At a restaurant, we hear it again and again: our food is coming, it’s almost here. Even when you’re hungry, you wait. There is no grace like waiting. Waiting is hope. The food will come. When the waitress standing beside us says, “It’s right here, on its way,” we don’t ask, “But have you seen it?” We don’t accuse her of lying. She isn’t.
The bride and groom are on their way. They’ll be late, but they won’t fail to arrive. “Want to bet?” someone might say. Because there’s no wedding canceled by tardiness, no meeting that didn’t happen because of the clock.
This is not a lie. It is our cultural hopefulness.
The bride and groom who say “we’re coming” may not even have left the house yet. The point is that they are coming. Of course they are. Have they ever failed to arrive? Never.
And then there are the unwritten rules in our culture, laws inscribed somewhere inside us, invisible but binding:
- Brides and grooms arrive when they feel like it. The wedding begins at the hour they choose.
- Meetings start not at the appointed time but when enough people are believed to have gathered in the hall.
- The jebena coffee is ready not when the stove is hot, but when the conversation has warmed and deepened.
- The Addis Ababa taxi moves only when it is full.
- The government turns on the electricity when the electricity decides to come.
At a Habesha gathering, if a heated political or religious conversation slips into the meal, lunch quietly becomes dinner.
Time in Ethiopia is not the prisoner of events. “Calm down. Slow down. Where exactly are you trying to get to?” These are reminders that for our overflowing, abundant Habesha hours, what could possibly be rushing you?
Even if a Habesha runs, time does not move. What is making him run? And anyway, who has summoned time, that it would even bother to answer?
Today is 2026. In the Habesha calendar, it is 2018. Why is that?
Now someone might say: “In America time runs, in Ethiopia it crawls.” Tell that to some of the Washingtonian Habeshas at the height of the busy workday, when you can’t find a soul on the street, and then walk past the Ethiopian restaurant down the block, packed full of Habeshas watching Manchester play Arsenal. Time is relative, my friend.
In the middle of New York, if you see someone walking slowly from a distance, who would even suspect they might be one of my countrymen?

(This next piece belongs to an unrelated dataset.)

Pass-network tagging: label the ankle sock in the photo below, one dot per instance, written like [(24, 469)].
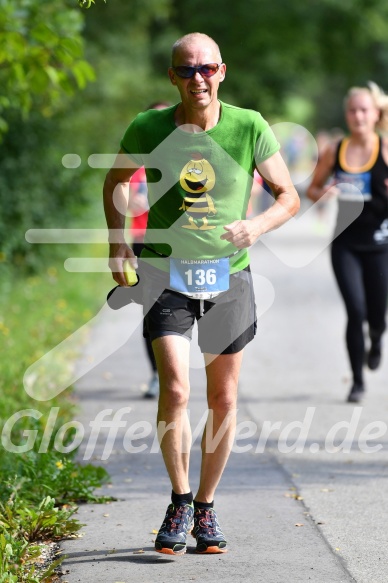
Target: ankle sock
[(178, 499)]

If it’s Sunday, forget about time entirely. Even time itself rests. Mothers who’ve sat through three hours of sermon for one hour of prayer step out, white netella crisp around their shoulders, walking down the street as slowly as astronauts moving on the moon. Who could be surprised?
What runs the world today is the scarcity of time. The world has been colonized by time. We Ethiopians, the one country never colonized, what would they say to us if we boasted about this one too?
The good thing is, we still have hope. We give one another hope. If we say “we’re coming,” we come. If we say “I will come,” it might not happen, but it is still hope. “I’ll call you.” “Let’s talk soon.” “Let’s not lose touch.” “Please, please, let’s meet.” These are all hopes. Even if they never come true, saying them feels good.
“We shouldn’t only meet when someone dies. We should meet always.” That is the relative and neighbor refrain at every funeral. Yes, we let life slip by without seeing or speaking to one another, and then death arrives first, and so we say: please, let’s meet. This kind of talk shouldn’t be criticized. It’s a good wish. So what if we repeat the same talk at the next funeral, and the next, and the next? It is something we all truly want. It’s just that it doesn’t quite happen. What is it that doesn’t happen? Is it time? Or is it that we are not filling our time with what we need?
Anyway: let us not lose each other. Seeing each other is right around the corner. We’ll meet soon!